Wednesday 30 September 15:00 - 15:30, Red room
Morton Swimmer (Trend Micro)
Nick FitzGerald (Independent researcher)
Andrew Lee (ESET)
download slides (PDF)
How do you win a game when the rules don't let you?
You change the rules!
In the computer security field, one possible game changer is aggressively fighting back. Star Trek's fictional James T. Kirk changed the Kobayashi Maru simulation from a no-win situation to one where a winning solution, but can we do the same? What are the ethical and legal challenges?
The dilemma stems from the problem that fighting back will have consequences, sometimes technical, sometimes ethical, sometimes legal. In a world where pointing NMAP at another's host is considered more than just impolite, using an exploit to gain control of an alleged C&C server, which is probably illegal in most countries anyway, is stepping well over the line. But not changing the rules means we persist in our course of staying one step behind the criminals. This is not satisfactory as it looks like everyone is losing in this scenario - except the criminals.
In this paper we will present various real and hypothetical scenarios of fighting back. For example: sinkholing; SSH honeypots that counter attack (yes, this is real); abusing open directories; hacking C&C servers; taking over botnets by either hijacking the C&Cs or buying them; shutting down DHT-based botnets; modifying phishing pages so they no longer work; using DDoS attacks against criminal infrastructure; and so on. We are not advocating any of these aggressive methods, and what we lay out in the paper is unlikely to be exhaustive. However, we will discuss where we, as the authors, see the boundaries of what we can do so that the readers come away with a better ethical framework for their own activities.
This discussion is long overdue as some mild forms of aggressive defensive tactics have already been tried, and some common daily working activities of security analysts may have potential legal consequences where few currently imagine there might even be ethical considerations. In some cases, the law is in conflict with what may seem like 'technical common sense'. However, these laws usually have solid foundations and being seen to violate them, even if there are no likely legal consequences, can have negative effects on cooperation with other companies and/or law enforcement agencies, or on public perception. We see this not as a final statement on the matter, but the beginning of a discussion that should accompany our actions in this new frontier.
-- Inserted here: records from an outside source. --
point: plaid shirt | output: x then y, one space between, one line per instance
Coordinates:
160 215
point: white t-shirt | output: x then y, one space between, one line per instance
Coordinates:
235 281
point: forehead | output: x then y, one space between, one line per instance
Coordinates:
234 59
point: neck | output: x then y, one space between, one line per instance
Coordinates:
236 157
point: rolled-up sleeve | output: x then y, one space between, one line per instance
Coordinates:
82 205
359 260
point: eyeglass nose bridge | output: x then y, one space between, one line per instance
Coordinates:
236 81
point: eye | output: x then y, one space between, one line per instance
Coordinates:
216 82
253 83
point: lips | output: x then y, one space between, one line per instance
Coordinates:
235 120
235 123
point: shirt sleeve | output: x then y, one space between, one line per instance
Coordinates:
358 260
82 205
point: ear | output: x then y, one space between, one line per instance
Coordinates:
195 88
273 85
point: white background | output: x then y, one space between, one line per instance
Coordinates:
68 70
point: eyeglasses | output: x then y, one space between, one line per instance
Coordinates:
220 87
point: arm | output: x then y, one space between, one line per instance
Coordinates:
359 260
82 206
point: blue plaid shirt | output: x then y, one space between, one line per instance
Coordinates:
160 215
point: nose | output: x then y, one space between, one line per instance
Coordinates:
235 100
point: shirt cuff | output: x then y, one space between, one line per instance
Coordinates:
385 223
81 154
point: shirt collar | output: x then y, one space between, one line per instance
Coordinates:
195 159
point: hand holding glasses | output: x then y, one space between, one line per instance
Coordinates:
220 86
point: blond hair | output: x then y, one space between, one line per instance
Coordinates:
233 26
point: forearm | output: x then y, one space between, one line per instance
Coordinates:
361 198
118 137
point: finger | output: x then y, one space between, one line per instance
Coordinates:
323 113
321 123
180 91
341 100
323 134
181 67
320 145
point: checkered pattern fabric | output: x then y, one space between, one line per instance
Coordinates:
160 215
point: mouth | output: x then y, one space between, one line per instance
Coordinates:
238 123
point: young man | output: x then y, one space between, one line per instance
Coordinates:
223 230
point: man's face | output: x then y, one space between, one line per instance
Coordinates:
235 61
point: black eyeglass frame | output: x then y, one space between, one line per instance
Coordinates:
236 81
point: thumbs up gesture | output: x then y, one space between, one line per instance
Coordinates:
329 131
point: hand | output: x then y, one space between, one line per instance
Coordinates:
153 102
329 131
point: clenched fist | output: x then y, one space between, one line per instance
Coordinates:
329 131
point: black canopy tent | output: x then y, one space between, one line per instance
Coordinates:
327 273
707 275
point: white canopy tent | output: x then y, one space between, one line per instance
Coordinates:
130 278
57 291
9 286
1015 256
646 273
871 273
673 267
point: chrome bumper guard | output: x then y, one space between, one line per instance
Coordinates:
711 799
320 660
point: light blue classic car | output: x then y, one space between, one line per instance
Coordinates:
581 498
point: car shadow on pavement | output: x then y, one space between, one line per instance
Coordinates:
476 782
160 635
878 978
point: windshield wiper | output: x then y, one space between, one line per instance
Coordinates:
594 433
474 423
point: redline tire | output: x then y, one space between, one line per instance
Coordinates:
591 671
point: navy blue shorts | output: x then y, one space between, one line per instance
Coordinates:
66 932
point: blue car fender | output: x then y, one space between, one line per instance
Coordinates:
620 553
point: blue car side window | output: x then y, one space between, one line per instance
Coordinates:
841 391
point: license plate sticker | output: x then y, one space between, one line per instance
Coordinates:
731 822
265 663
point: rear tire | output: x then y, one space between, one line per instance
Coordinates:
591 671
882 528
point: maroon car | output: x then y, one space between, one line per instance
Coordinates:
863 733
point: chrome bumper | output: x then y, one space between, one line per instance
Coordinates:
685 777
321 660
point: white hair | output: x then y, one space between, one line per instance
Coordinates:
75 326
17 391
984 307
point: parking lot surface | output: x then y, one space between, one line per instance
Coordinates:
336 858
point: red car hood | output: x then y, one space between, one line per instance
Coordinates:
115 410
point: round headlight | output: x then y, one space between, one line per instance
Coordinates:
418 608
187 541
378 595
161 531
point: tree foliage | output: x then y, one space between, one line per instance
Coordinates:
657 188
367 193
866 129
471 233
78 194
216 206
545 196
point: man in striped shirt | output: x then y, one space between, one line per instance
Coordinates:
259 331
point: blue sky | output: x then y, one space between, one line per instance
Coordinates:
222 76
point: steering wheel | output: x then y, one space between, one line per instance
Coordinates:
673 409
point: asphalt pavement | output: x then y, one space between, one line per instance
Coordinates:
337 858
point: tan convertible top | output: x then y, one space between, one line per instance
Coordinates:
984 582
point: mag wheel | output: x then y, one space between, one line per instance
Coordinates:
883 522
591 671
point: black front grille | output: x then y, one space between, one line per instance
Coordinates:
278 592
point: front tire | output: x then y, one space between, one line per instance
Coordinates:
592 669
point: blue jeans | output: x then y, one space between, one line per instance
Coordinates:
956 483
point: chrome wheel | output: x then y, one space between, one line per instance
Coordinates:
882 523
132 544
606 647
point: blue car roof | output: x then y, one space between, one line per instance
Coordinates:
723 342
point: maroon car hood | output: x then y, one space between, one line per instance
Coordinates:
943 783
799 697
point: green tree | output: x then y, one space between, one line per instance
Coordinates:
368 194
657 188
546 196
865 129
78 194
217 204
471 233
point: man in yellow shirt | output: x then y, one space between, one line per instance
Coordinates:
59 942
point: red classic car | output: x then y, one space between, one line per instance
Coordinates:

Morton Swimmer was born in New York City, raised there and in Hamburg, Germany, then studied in England and Hamburg. It was at the University of Hamburg where he came to study computer security under Prof. Dr. Brunnstein and in 1988 he co-founded the Virus Test Center. He started his first anti-virus business in 1991, which was bought by S&S International UK. Then in 1996, Morton joined IBM Research in New York to work on IBM Antivirus and create the Digital Immune System, which was bought a few years later by Symantec. The next switch was to IBM Research in Zurich, Switzerland to research the applicability of intrusion detection techniques to the anti-virus field with one of the world's leading research groups in intrusion detection. From this research, the DIMVA Conference was formed. Somewhere along the way he got his Ph.D. with a thesis on malware intrusion detection. In 2007, he became a associate professor at CUNY's John Jay College of Criminal Justice and in 2008 he joined Trend Micro, where he still works, with only a brief stint in between at Intel Security. He is now based in Germany.
Andrew Lee brings to ESET a unique blend of corporate and security expertise. Having served as Chief Research Officer at ESET from 2004 to 2008, Lee was responsible for building ESET's reputation as a world-class research organization. Prior to accepting the role of CEO at ESET in January of 2011, Lee served as Chief Technology Officer for K7 Computing, an anti-virus software and Internet security company, where he was responsible for all aspects of K7's technology, leading acquisitions and bringing new products to the market. Mr Lee is a founding member of several of the most respected organizations, such as AVIEN and AMTSO, international non-profit associations that focus on addressing the global need for improvement in the objectivity, quality and relevance of anti-malware testing methodologies. A frequent speaker at industry conferences, ISC2 Seminars, AVAR, Virus Bulletin and EICAR, Mr. Lee is a widely published author of articles on antivirus and security and co-authored the "AVIEN Malware Defense Guide" with current ESET researcher David Harley. Andrew Lee holds an MSc degree in Computer Security from the University of Liverpool.